A: I do what I do because I love being around young people. School was incredibly hard for me in any number of ways. I was a lost soul, made really poor decisions and like many folks both young and old, I had a really hard time figuring out who I was. Selfishly, teaching keeps me focused on doing the right thing every day. Our school’s mission statement doesn’t just serve our students here, but it keeps me honest, too. I needed structure and accountability in my life when I graduated college, and I found that in a career in education.
Q: What DA experiences influenced you or helped you get where you are today?
A: If I really take a close look, it is clear that without the teachers at Durham Academy, my life would not have turned out so well.

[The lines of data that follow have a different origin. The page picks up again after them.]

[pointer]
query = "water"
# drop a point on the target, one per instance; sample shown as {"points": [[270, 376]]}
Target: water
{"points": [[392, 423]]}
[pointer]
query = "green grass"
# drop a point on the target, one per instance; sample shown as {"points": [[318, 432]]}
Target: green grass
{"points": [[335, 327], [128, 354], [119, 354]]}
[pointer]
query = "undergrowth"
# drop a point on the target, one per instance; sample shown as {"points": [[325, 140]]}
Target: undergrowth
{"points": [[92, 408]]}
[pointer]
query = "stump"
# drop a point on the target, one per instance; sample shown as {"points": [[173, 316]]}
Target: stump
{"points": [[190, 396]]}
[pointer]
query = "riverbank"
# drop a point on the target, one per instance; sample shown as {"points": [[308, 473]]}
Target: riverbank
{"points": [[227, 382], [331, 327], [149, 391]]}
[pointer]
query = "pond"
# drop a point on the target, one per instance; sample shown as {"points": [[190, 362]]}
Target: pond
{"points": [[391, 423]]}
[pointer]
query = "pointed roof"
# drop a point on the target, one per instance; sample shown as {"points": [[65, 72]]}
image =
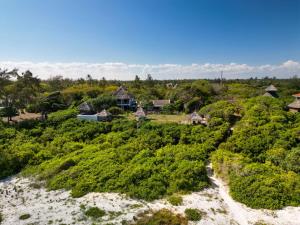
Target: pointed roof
{"points": [[295, 104], [195, 116], [297, 95], [104, 113], [271, 88], [161, 102], [267, 94], [140, 113], [122, 93], [85, 108]]}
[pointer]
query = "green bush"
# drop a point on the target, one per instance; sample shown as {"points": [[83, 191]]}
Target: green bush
{"points": [[94, 212], [175, 200], [162, 217], [193, 214], [24, 217]]}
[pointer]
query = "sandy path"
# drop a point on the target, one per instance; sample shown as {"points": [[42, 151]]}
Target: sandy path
{"points": [[18, 197]]}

The love and commitment of people like Mr. Wilson, Mrs. Engebretsen, Mr. Dahlgren, Mrs. Walker and Coach Seivold (Editor’s note: Joe Seivold, a four-time All-American at UNC-Chapel Hill and Baltimore Lacrosse Hall of Fame member, helped lead Durham Academy to state lacrosse titles in 1996, 1997 and 1998.) helped give me the strength I needed to survive some really tumultuous times in middle school. When I entered high school, I was further inspired by Dr. King, Dr. Smith and Mr. Cullen. Those folks certainly knew their subjects well, but what they really believed in was the kids with whom they worked. What I don’t think many outside of the DA community understand is that the teachers there continue to teach long after students graduate. When my mother died of cancer in 2005, I leaned on my former teachers to help me understand my path forward. That commitment will never leave me, and for that I am forever grateful.
Q: What are your interests away from work?
A: Right now, my main interest is spending time with my family. Emma is a pistol, Lucy is a sweetheart and Kate is a saint. I also value every opportunity I get to spend time with my dad, Rich, my stepmother, Blythe, and my siblings Liz, class of 1995, Adam, class of 2016, and Sylie.
Q: What’s on the horizon for you?
A: My team is in the midst of another great season, and I am hoping our seniors can cap off their careers with a fourth consecutive state championship. Outside of that, I will do some traveling, read a book or two and maybe catch a few trout this summer!